IL PERSONAGGIO (di Nicolas Terriaca) – La Roma torna in campo. I giallorossi, infatti, questa sera alle ore 21:00 ospiteranno allo stadio Olimpico il Genoa di Alberto Gilardino (ottavi di Coppa Italia). Mourinho sta sciogliendo gli ultimi nodi di formazione e tra questi c’è Leonardo Spinazzola. Il classe 93 ha voglia di tornare protagonista sulla fascia sinistra e la Roma spera di ritrovare la freccia che spesso ha fatto male agli avversari.

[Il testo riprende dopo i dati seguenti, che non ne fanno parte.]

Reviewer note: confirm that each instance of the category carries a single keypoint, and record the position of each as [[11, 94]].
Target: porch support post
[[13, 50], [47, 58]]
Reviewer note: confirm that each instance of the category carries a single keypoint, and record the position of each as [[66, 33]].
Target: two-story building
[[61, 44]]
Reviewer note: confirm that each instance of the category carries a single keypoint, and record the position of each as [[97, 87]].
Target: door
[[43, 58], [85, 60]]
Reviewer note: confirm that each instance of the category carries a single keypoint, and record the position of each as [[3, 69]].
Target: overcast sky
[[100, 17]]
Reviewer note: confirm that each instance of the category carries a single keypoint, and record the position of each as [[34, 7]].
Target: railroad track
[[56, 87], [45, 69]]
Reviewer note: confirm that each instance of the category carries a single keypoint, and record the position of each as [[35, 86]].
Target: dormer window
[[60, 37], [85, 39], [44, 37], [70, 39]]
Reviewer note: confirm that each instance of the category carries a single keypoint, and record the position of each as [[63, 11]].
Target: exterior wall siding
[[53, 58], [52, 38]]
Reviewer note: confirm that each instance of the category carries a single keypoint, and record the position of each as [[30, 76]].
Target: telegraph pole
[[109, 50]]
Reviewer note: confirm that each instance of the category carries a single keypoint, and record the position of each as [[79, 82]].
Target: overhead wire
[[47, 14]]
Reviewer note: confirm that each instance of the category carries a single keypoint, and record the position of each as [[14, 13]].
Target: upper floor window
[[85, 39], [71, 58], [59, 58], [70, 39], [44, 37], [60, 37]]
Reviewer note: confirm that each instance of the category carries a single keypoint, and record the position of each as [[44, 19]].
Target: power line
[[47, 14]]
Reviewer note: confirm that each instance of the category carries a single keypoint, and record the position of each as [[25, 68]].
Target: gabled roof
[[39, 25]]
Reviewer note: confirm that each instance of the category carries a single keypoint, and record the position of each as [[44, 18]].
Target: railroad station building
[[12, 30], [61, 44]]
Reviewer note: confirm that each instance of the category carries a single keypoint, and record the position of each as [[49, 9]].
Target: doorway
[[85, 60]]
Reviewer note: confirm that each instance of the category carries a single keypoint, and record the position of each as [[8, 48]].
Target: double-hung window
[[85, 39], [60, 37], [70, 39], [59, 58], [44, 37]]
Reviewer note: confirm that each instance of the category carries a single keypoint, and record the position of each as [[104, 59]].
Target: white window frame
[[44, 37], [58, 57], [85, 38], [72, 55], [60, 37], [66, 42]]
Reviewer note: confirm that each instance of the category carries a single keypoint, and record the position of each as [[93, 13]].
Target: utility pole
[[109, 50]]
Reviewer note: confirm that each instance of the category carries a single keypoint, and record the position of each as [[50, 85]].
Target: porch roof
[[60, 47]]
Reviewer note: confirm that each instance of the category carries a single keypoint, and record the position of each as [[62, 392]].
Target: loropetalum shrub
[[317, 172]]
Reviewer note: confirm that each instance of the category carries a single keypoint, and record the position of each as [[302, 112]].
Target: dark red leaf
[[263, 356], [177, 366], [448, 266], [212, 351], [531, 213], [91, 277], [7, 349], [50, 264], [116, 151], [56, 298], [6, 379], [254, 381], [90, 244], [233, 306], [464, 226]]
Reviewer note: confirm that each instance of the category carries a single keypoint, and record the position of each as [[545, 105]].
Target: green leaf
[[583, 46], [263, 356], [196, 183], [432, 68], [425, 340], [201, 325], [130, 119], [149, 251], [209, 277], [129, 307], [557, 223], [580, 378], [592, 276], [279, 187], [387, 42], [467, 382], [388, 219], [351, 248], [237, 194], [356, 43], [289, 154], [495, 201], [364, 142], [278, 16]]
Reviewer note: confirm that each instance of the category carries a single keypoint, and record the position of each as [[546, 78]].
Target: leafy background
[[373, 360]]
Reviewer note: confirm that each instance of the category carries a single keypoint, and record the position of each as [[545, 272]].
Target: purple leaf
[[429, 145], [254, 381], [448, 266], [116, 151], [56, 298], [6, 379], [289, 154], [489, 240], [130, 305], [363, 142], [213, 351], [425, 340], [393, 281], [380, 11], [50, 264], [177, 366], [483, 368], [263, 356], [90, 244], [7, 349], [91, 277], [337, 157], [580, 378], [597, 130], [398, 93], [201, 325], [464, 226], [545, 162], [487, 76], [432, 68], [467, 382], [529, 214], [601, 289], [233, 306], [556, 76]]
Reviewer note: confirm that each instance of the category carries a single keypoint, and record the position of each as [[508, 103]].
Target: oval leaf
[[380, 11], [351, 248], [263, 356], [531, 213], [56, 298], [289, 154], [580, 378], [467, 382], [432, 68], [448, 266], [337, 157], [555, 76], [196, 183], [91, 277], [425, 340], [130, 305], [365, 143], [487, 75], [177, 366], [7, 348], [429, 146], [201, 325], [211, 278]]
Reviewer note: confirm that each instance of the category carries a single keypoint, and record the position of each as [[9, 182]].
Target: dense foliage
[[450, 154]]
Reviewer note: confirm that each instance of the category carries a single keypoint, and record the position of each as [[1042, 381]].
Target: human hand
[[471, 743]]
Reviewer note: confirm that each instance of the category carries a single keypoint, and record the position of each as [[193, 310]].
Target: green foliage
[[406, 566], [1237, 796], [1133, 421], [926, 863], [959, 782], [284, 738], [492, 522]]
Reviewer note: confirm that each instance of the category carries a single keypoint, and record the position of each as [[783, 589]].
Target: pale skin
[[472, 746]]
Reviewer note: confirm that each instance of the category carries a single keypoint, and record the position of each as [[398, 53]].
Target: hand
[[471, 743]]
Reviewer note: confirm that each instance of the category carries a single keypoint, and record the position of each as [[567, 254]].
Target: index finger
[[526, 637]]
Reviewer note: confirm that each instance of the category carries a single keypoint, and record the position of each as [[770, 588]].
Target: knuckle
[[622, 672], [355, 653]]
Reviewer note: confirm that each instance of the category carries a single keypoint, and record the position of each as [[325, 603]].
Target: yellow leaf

Il 37 giallorosso stava faticosamente recuperando la forma migliore dopo la rottura del tendine d’Achille ma, il 30 ottobre, si è dovuto fermare nuovamente: infortunio al bicipite femorale, out 46 giorni. Spinazzola, già dalla gara di questa sera, potrà tornare a mettere minuti preziosi sulle gambe per ritrovare la forma migliore.
Gare abbordabili e calendario favorevole: Spinazzola vuole convincere Mou

La Roma si prepara ad affrontare un momento decisivo della stagione. Il calendario aiuta i giallorossi, infatti, al netto della gara contro il Napoli, in campionato non ci saranno sfide proibitive. La squadra di Mou fino al 28 febbraio affronterà: Fiorentina (c), Spezia (t), Napoli (t), Empoli (c), Lecce (t), Verona (c) e Cremonese (t). Il 16 e il 23 febbraio la Roma incontrerà il Salisburgo in Europa League ma fortunatamente il calendario sembra venire incontro ai giallorossi.
Spinazzola avrà sicuramente diverse opportunità e affrontare squadre tecnicamente inferiori potrebbe aiutare il classe 93 a ritrovare l’autostima e il coraggio di osare la giocata. Il 37 giallorosso in questa stagione non disputa una partita ufficiale dal 27 ottobre: Helsinki-Roma 1-2. Il suo score, come tutti i quinti della Roma, è povero: solo 1 assist in 1008 minuti. In Serie A, ha tentato un dribbling ogni circa 28 minuti e il 42,3% delle volte ha superato l’avversario. Paragonando questi numeri a quelli della stagione 2020-2021, si evidenzia come Spinazzola debba ritrovare il coraggio e la brillantezza per osare la giocata. Il numero 37 giallorosso, infatti, nell’ultimo campionato disputato tentava mediamente quasi il doppio dei dribbling: uno ogni circa 16,7 minuti e con tale fondamentale saltava l’avversario il 46,4% delle volte.